In August 2016, DOE issued its semi-annual report to Congress, describing recently published and upcoming efficiency standards. DOE has published a report every six months since the Energy Policy Act of 2005 first required this.

On December 28, 2016 DOE posted final energy efficiency standards for uninterruptible power supplies (battery chargers), walk-in freezers, and commercial boilers.

On January 6, 2017 DOE posted final energy efficiency standards for residential air conditioners and heat pumps.

On January 19, 2017 DOE posted final energy efficiency standards for ceiling fans.

Trump Era

On March 31, 2017 nine states, New York City, and a Pennsylvania regulator petitioned the Second Circuit over the Trump Administration’s failure to finalize the ceiling fan efficiency standards.

On April 3, 2017 New York, California, and nine other states petitioned the Second Circuit over the Trump Administration’s failure to finalize efficiency standards for portable air conditioners, air compressors, walk-in freezers, and commercial boilers.
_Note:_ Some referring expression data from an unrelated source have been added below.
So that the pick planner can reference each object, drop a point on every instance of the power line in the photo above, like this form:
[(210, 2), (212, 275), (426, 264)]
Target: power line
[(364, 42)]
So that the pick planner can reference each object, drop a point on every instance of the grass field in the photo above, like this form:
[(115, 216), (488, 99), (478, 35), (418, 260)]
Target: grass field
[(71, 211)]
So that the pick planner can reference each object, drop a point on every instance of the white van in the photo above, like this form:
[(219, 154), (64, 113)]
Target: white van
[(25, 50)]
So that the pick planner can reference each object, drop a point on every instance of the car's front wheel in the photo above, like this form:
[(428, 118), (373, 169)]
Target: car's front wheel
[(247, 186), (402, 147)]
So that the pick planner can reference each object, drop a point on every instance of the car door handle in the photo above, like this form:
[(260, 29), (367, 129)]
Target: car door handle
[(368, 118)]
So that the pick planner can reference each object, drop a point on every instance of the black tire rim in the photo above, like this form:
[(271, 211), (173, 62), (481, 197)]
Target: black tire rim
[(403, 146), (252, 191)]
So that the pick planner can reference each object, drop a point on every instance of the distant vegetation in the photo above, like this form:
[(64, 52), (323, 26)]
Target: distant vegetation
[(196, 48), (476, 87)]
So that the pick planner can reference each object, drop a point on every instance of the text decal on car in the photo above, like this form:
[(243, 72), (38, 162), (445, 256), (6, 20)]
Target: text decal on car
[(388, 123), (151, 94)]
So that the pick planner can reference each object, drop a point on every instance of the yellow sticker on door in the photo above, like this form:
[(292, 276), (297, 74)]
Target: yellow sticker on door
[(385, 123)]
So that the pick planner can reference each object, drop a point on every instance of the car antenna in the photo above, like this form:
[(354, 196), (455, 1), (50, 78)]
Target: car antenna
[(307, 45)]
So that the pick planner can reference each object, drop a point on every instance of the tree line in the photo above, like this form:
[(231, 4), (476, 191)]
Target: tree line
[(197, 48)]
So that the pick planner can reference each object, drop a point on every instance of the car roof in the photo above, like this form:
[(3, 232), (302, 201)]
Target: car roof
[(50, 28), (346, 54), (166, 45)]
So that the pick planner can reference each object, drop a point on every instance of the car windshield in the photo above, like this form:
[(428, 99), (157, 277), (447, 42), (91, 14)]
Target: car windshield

Environmental groups filed a separate action in the Second Circuit.

DOE published a notice on May 24, 2017 that it would finalize ceiling fan standards and set compliance dates.

On May 26, 2017 DOE announced it would finalize the standards and set compliance dates for pool pumps, residential air conditioners, and a few refrigeration products.

DOE did not appear to publish its required semi-annual reports on efficiency standards in February or August of 2017.

On November 28, 2017 DOE issued a request for information and notice of public meeting. Citing Executive Orders 13771 (Reducing Regulation and Controlling Regulatory Costs) and 13777 (Enforcing the Regulatory Reform Agenda), DOE seeks “comments and information from interested parties to assist DOE in identifying potential modifications to its ‘Process Rule’ for the development of appliance standards.” The public meeting will be on January 9, 2018. The comment period for this information request will be open for 90 days after it is published in the Federal Register.

Also on November 28, 2017 DOE issued a request for information on an evaluation of “the potential advantages and disadvantages of additional flexibilities” in the appliance energy efficiency standards program. They expressed particular interest in market-based options. Comments are being taken until February 26, 2018.